Natalie C. Anderson: City of Thieves

Lesepunkte: 4 Punkte
AutorIn: Natalie C. Anderson
Titel: City of Thieves
Verlag: dtv, 2018 ISBN: 978-3-423-74033-3
Seiten: 400 Preis: 14,95 €
Altersempfehlung: ab 14 Jahren

Rezensiert von: Stefanie Wichtler, 9. Klasse [Alexander-von-Humboldt-Schule Aßlar; Betreut von: Anke Paul]

Der Thriller „City Of Thieves“, geschrieben von Natalie C. Anderson und veröffentlicht von dtv, geht es um Tina und ihre Mutter, die aus dem Kongo vor dem Krieg geflüchtet sind und jetzt in Kenia, Sangui City, leben. Jahre nach der Geburt des zweiten Kindes wird Anju, die Mutter, getötet. Allerdings ist die Polizei nicht willens, diesen Fall zu klären, sodass Tina selbst Licht in die Sache bringen möchte, da sie meint, ganz genau zu wissen, wer ihre Mum getötet und sie und ihre Schwester Catherine aka Kiki damit zu Waisen gemacht hat. Außerdem möchte Tina ihre über alles geliebte Schwester nicht bei dem vermeintlichen Mörder, ihrem Vater, lassen.

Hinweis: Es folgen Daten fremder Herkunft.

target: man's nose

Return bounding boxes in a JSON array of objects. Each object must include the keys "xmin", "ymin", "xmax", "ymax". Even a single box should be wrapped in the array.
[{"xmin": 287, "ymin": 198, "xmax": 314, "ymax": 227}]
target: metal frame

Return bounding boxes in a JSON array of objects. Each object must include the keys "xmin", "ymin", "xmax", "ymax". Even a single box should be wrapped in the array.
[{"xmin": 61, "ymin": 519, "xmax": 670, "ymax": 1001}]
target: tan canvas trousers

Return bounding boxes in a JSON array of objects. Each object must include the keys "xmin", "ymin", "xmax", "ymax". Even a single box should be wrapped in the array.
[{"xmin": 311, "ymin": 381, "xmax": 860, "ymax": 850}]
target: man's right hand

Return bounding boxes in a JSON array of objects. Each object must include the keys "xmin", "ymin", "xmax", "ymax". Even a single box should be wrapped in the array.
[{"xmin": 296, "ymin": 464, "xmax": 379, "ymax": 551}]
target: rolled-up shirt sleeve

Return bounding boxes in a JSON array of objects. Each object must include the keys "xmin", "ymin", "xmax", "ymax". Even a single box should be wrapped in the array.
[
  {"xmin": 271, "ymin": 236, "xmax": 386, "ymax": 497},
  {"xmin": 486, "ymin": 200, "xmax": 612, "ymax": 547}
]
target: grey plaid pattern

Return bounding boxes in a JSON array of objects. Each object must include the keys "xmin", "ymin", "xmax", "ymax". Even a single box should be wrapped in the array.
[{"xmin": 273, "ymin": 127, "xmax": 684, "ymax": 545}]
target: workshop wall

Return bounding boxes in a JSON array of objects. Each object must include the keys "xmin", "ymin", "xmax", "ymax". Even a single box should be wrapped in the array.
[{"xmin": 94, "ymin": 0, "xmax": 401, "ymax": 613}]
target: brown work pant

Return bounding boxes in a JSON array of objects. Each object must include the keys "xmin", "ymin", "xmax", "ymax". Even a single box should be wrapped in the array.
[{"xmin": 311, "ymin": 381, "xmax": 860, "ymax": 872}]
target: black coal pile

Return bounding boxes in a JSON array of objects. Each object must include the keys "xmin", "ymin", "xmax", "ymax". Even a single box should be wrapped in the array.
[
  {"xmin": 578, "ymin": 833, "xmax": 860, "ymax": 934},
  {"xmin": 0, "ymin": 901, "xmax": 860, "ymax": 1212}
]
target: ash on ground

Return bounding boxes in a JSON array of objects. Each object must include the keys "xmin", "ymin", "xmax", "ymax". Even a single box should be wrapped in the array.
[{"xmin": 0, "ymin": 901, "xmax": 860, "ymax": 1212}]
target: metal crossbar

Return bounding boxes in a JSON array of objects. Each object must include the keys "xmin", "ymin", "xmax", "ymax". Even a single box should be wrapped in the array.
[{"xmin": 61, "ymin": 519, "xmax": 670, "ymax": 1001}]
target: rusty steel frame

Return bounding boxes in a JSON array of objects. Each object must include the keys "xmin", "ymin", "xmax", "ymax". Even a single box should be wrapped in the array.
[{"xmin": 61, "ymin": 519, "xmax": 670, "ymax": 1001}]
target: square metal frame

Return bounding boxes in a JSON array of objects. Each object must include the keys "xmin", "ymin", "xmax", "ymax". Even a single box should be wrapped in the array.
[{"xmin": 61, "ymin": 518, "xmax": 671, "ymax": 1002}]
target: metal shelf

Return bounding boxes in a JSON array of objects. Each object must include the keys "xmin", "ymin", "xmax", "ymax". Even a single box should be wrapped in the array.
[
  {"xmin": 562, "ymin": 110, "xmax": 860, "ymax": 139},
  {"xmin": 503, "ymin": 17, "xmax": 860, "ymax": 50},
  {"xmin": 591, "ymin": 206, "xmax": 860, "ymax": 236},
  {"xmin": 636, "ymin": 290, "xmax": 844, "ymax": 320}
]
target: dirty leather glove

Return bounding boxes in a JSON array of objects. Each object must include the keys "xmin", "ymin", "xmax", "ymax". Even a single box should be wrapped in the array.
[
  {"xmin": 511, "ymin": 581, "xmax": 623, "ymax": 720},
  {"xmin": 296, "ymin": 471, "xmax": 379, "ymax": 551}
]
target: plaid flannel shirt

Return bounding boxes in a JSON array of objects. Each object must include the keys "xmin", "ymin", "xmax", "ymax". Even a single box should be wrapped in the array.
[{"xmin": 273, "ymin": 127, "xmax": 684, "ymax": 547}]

Nachdem sie sich den Goondas, der führenden Straßengang, angeschlossen hat, hat sie Jahre Zeit, um ihre Rache zu planen, während Kiki gut behütet eine Klosterschule besucht. Als der lang ersehnte Tag endlich gekommen ist, kann eigentlich nichts mehr schief gehen. Und doch wird Tiny Girl bei dem scheinbar perfekten Versuch, in das bestgeschützte Haus am Ring, dem Villenviertel von Sangui City, einzubrechen, geschnappt. Um wieder frei zu kommen, geht sie einen Deal ein, den sie vorerst nicht ernst nimmt und ohnehin brechen will. Doch dieser Deal und die Erkenntnisse, die sie während dieser Zeit gewinnt, werden immer bedeutsamer für sie. Es gibt jedoch ein großes Problem: Sie arbeitet mit dem vermeintlichen Feind zusammen. Und das heißt, sie muss ihre Leute anlügen oder die Wahrheit weit ausdehnen. Doch DIE Gang der Stadt anzulügen, ist vielleicht nicht der beste Plan…

 

„City of Thieves“ ist grundsätzlich ein gutes Buch. Es ist schön geschrieben und die Wortwahl ist sehr gewählt. Auf der einen Seite war es schön, dass in einem afrikanischen Buch auch afrikanische Begriffe vorgekommen sind, wie zum Beispiel kijana.  So wurde die Hauptfigur des Öfteren angesprochen. Es Bedeutet so viel wie: Jugendlicher (Junge und Mädchen) und wird ähnlich verwendet wie das englische „kid“. Dies verleiht dem Buch Glaubwürdigkeit und es wirkt realitätsnäher. Allerding war das Lesen dadurch auch etwas anstrengend, da man sich nicht die ca. 40 Fremdwörter merken konnte und deswegen immer gerätselt und geraten oder im Glossar nachgeschlagen hat, was alles den Lesefluss unterbrochen hat.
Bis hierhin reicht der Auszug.